Shirin Musa over bedreigingen aan haar adres en dat van medestanders binnen gemeenschappen. En het gebrek aan actie van overheid en particulieren.
Vrijheid van meningsuiting is een groot goed en ‘Je Suis Charlie’ roepen is een kleine moeite maar ondertussen gebeurt er weinig voor onbekende mensen die bedreigd worden omdat ze opkomen voor rechten. Shirin Musa is oprichtster van Femmes for Freedom, een organisatie die strijd tegen onder meer gedwongen huwelijken en eerwraak en beschrijft haar eigen ervaringen.
Een paar weken geleden werd ik door de organisatie van de Persvrijheidslezing gevraagd of ik bereid was als panellid deel te nemen aan een gesprek over de vrijheid van meningsuiting met Kurt Westergaard. Ik voel altijd verschillende emoties als ik zijn naam hoor. Zonder dat ik de man ken, heb ik toch altijd op een bepaalde manier met hem te doen gehad. Je zult maar op je oude dag een target zijn voor boze moslimextremisten. Wat betreft de cartoons: ik heb de profeet nooit in welke cartoon dan ook herkend en heb me derhalve nooit gekwetst gevoeld.
Nare ervaringen, zoals beperkt worden door de media of overheid, heb ik zelf gelukkig nooit meegemaakt. Mijn boodschap over vrouwenrechten en het recht om zelf keuzes te maken, heeft steun van de publieke opinie, politiek en overheid. Waar het lastig wordt is wanneer deze boodschap in de praktijk gebracht moet worden. Iedereen is tegen huwelijksdwang en is van mening dat we slachtoffers van huwelijksdwang, vaak jonge meisjes, moeten helpen. Maar als bijvoorbeeld een minderjarig Nederlands-Sudanees meisje, na een vakantie in Sudan door haar familie wordt achtergelaten om te trouwen met een veel oudere man, wordt het meisje niet geholpen. Deze zaak is dan ‘te complex’ omdat het Sudanese recht van toepassing is op dit Nederlands meisje met Sudanese achtergrond, en omdat haar ouders geen toestemming geven tot uitreizen.

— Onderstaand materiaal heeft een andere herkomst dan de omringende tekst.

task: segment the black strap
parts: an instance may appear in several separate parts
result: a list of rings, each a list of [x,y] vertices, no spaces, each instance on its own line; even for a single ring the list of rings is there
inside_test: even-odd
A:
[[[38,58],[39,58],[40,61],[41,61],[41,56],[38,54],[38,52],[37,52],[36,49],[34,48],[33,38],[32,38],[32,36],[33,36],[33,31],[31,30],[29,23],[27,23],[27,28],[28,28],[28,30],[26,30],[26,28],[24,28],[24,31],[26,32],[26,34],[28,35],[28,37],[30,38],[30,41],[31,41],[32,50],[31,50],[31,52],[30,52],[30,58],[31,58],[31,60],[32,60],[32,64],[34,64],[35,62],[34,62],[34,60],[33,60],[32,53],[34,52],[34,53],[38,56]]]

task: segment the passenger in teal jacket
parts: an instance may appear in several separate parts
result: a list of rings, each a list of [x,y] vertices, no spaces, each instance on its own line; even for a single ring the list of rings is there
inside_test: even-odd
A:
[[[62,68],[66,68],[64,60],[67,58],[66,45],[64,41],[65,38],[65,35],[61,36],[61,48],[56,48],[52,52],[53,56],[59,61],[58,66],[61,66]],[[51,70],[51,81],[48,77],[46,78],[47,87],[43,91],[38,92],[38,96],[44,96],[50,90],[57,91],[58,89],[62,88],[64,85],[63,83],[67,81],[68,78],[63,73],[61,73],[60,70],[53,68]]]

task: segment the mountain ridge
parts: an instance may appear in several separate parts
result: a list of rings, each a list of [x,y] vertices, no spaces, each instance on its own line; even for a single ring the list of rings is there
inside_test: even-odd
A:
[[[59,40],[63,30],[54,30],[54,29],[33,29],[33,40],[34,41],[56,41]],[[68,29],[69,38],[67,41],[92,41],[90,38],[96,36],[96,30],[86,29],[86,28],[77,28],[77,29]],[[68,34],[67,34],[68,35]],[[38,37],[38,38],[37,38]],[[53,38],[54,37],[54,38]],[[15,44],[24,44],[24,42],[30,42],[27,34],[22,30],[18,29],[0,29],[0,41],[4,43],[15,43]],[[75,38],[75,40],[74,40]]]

Mijn pleidooi voor vrouwenrechten levert niet altijd positieve reacties op. Mijn flyeractie voor een vrouw die vermist werd, en uitspraken in de media over de Pakistaanse doofpotcultuur en mijn oproep op Facebook en Twitter om een moskee te bezetten, hebben grimmige reacties van Pakistaanse Nederlanders veroorzaakt: op Facebook, direct tegen mijn dierbaren en via goede bekenden.
De hetze naar aanleiding van mijn uitspraken in de media en de zaak Yasmeen hebben me voor het eerst slapeloze nachten over mijn veiligheid bezorgd. Het is nogal wat als je foto op Facebook wordt geplaatst en dat daar reacties onder geschreven worden als: ‘Ik weet waar haar ouders wonen’, ‘Ze verdient een beuk’ en ‘Deze vrouw promoot losbandigheid’.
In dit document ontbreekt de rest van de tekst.